- Born: 27 February 1890
- Died: 21 September 1963 (aged 73)
- Spouse: Charles Pelham ​ ​(m. 1911; died 1914)​
- Father: Hussey Vivian
- Relatives: Vivian family George Vivian (brother)

= Alexandra Pelham, Lady Worsley =

British courtier

Alexandra Mary Freesia Pelham, Lady Worsley, CBE (née Vivian; 27 February 1890-21 September 1963) was a British volunteer and courtier.

==Biography==
Alexandra was a daughter of Hussey Vivian, 3rd Baron Vivian and a godchild of Queen Alexandra. Among her siblings were Hon Dorothy Maud Vivian (1879-1939), who married Field Marshal Douglas Haig, 1st Earl Haig, commander of the British Expeditionary Force during World War I, and George Vivian, 4th Baron Vivian (1878-1940).

On 31 January 1911, she married Lt. Charles Pelham, Lord Worsley, the eldest son and heir of the 4th Earl of Yarborough. In 1914, Lady Worsley's husband was killed on active service in Belgium during World War I after only three years of marriage. She purchased the land where Lord Worsley's body was buried in the town of Zandvoorde, and after Worsley's body was re-interred, the land became the site of the Household Cavalry Memorial.

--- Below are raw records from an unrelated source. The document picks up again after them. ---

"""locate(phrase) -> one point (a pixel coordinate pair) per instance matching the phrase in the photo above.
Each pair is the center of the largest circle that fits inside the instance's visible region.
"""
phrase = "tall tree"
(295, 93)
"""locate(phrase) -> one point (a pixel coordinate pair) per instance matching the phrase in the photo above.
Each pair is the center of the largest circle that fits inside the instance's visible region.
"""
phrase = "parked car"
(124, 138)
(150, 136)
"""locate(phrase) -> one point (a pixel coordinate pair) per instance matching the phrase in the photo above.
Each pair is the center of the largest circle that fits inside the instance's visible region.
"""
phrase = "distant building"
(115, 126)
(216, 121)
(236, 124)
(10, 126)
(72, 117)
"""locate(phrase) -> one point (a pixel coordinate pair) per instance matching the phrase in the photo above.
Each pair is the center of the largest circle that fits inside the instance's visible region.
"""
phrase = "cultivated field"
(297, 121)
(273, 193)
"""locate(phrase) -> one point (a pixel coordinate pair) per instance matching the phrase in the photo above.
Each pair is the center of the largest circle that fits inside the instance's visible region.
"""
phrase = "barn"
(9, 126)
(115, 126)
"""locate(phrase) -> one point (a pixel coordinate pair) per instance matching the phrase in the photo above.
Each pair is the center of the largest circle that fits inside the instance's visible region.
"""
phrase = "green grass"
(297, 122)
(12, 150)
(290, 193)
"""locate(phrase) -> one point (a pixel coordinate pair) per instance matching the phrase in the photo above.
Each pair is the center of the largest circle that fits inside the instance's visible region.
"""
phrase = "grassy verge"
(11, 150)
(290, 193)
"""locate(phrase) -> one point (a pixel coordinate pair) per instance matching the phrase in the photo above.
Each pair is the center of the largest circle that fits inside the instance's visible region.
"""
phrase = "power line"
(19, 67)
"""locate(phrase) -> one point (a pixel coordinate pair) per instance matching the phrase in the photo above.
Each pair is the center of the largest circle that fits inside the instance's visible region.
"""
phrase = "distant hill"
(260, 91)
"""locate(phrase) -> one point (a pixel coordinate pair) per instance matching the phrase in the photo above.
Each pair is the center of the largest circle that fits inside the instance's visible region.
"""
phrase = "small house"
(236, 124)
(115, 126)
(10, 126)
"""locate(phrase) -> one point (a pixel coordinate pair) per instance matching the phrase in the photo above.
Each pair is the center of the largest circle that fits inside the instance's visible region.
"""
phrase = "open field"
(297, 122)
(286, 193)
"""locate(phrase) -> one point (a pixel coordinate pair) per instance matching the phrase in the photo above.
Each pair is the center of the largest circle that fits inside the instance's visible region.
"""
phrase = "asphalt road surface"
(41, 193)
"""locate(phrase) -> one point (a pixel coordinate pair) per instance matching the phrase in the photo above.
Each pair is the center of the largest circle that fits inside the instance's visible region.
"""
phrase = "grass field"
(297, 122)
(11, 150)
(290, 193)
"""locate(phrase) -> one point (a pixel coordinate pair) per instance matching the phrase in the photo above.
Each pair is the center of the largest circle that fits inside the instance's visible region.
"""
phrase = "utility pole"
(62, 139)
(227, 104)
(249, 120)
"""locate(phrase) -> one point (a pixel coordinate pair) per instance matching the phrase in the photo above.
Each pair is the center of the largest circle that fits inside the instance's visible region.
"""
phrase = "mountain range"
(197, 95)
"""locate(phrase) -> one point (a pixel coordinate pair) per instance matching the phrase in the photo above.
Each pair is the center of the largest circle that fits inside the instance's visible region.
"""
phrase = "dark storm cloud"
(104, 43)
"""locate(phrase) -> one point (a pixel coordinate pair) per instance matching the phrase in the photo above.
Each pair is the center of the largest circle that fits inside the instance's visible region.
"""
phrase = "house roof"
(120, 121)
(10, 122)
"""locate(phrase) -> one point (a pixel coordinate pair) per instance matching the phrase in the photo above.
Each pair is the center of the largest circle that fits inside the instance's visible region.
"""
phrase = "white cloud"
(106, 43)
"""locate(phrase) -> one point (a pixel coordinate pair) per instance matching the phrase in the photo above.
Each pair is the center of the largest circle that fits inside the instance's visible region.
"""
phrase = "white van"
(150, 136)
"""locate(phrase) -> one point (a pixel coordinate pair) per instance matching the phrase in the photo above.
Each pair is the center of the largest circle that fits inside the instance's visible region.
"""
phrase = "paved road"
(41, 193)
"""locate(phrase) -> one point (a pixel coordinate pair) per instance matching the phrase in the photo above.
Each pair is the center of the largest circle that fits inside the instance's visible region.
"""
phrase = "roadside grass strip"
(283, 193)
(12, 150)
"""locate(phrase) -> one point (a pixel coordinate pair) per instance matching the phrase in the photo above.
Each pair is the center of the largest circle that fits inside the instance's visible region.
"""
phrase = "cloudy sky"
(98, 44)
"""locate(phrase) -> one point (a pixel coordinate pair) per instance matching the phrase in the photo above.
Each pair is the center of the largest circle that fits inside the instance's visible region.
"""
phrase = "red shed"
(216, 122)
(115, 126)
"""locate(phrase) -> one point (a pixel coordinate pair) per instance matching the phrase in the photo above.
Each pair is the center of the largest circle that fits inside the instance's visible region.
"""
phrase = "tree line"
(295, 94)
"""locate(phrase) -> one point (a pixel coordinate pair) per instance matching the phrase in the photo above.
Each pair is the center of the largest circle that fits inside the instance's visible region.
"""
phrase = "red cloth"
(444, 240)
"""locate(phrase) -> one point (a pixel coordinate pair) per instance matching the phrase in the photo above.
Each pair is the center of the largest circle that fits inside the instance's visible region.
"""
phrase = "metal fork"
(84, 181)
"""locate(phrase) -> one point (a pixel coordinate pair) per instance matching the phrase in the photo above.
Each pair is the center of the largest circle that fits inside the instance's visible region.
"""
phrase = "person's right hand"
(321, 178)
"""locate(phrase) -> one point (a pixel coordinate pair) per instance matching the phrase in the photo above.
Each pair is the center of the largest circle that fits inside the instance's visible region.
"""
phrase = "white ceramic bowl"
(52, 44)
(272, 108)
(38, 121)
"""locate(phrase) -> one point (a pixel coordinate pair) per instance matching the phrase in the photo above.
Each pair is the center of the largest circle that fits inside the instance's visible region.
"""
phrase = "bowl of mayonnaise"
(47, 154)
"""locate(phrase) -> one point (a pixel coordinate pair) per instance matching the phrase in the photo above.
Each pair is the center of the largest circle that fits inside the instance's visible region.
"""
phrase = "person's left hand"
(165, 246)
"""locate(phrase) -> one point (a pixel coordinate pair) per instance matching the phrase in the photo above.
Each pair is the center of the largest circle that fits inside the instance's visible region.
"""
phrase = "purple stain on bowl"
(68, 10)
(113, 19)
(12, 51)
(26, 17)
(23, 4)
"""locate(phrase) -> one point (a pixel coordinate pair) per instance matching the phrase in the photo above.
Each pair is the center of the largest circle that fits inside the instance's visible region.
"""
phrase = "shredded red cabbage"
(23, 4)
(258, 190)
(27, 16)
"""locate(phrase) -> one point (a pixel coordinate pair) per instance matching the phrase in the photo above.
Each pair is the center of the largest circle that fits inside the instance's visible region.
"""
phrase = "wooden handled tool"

The couple did not have any children and Lady Worsley did not remarry. In 1945, she was appointed an OBE for her service to the war effort with the WVS and became an Extra Woman of the Bedchamber to Queen Elizabeth in 1947. In 1953, she was promoted to a CBE for her work with the Victoria League and died, aged 73, in 1963.